И у Олафа на тарелке бекон был с корочкой. Ну-ну.
Я произнесла над едой молитву. Эдуард продолжал есть, но остальные замялись, чувствуя себя неуютно с полным ртом. Всегда забавно произносить молитву в компании людей, которые этого не делают. Такое сконфуженное молчание и лихорадочная мысль: то ли жевать, то ли перестать. Я договорила слова молитвы и взяла кусок бекона. Вкусно.
– Каков план игры на сегодня? – спросила я.
– Вы еще дела не дочитали, – сказал Эдуард.
Бернардо застонал.
– Я думаю, это напрасная трата времени, – сказал Олаф. – Мы их прочли. Не верю, что она найдет что-нибудь новое.
– Она уже нашла, – ответил Эдуард.
Олаф повернулся к нему, задержав вилку с беконом на полпути ко рту:
– Ты о чем?
Эдуард рассказал.
– Это пустяк, – заявил Олаф.
– Это больше, чем ты сделал, – спокойно ответил Эдуард.
– Если я такая обуза в этой работе, то, может, мне уехать?
– Если не сработаешься с Анитой, то, наверное, придется.
Олаф уставился на него.
– Ты предпочитаешь для поддержки
– Да.
– Я ее могу сломать о колено, – произнес Олаф. Удивление сменялось гневом. Боюсь, что у Олафа почти все эмоции переходят в гнев.
– Может быть, – согласился Эдуард. – Но не думаю, что она тебе предоставит шанс.
Я подняла руку:
– Эдуард, не превращай это в состязание.
Олаф неторопливо повернулся ко мне и медленно и очень отчетливо произнес:
– Я с бабами не состязаюсь.
– Боишься проиграть? – спросила я и тут же пожалела. Минута удовлетворения не стоила выражения на его лице, когда он поднялся со стула. Я пригнулась к столу и вытащила «файрстар», направив его под столом в сторону Олафа.
Он стоял, нависая надо мной, как древесный ствол из мышц.
– Эдуард все утро рассказывал мне о тебе. Пытался убедить, что тебя стоит слушать. – Он мотнул головой. – Ты ведьма, а я нет.

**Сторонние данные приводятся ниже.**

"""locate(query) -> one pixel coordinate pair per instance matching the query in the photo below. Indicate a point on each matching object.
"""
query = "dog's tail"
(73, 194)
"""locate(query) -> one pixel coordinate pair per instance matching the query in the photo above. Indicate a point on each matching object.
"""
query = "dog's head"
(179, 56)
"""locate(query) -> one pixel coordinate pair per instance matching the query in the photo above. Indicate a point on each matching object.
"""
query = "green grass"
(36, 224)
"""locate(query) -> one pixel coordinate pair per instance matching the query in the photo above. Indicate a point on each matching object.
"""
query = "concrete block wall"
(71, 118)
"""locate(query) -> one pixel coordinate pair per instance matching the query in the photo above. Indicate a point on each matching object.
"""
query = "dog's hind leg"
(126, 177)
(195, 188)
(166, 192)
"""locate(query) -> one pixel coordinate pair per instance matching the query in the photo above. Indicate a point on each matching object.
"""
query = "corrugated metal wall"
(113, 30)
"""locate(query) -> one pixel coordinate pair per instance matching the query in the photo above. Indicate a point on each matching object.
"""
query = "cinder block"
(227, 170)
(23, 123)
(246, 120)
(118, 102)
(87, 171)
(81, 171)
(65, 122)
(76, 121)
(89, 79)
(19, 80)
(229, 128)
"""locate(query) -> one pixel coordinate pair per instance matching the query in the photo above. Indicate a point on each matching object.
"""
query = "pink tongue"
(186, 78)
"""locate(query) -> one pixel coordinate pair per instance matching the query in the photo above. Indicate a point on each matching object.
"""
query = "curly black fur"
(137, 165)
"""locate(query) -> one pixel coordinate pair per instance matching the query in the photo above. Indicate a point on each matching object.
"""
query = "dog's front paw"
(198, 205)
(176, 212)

Тварь, за которой мы охотимся, может обладать магией, и нам нужен твой опыт. Пусть это все и правда, но терпеть от тебя оскорблений я не стану.
– Ты прав, – сказала я. – Прошу прощения. Это была глупая шутка.
Он заморгал:
– Ты извиняешься?
– Да. В тех редких, редчайших случаях, когда я не права, я могу извиниться.
Эдуард пристально глядел на меня через стол.
– В чем дело? – спросила я.
Он только покачал головой:
– Ни в чем.
– Ненависть Олафа к женщинам ослабляет его, а я стараюсь не смеяться над слабостями других людей.
Эдуард закрыл глаза и покачал головой:
– Ты никак не можешь оставить это без ответа?
– Я не инвалид! – вспыхнул Олаф.
– Твоя бессознательная и непримиримая ненависть ослепляет тебя, когда дело касается причины ненависти. Копы вышибли меня с осмотра места преступления, потому что вчерашний главный коп оказался христианским правым экстремистом и счел меня дьявольским отродьем. Он предпочитает, чтобы больше погибло людей, чем воспользоваться моей помощью в раскрытии дела и обойтись меньшими жертвами. Его ненависть ко мне берет верх над желанием расправиться с монстрами.
Олаф все еще стоял, но напряжение в нем ослабло. Вроде бы он действительно меня слушал.
– У тебя ненависть к женщинам сильнее желания поймать монстра?
Он посмотрел на меня, и впервые его взгляд не был злобен. Он был задумчив.
– Эдуард позвал меня, потому что я в своем деле лучший. И я никогда не бросал работы, пока дичь не была убита.
– А если нужен мой опыт в противоестественном, чтобы убить этого монстра, ты сможешь с этим смириться?
– Мне это не нравится.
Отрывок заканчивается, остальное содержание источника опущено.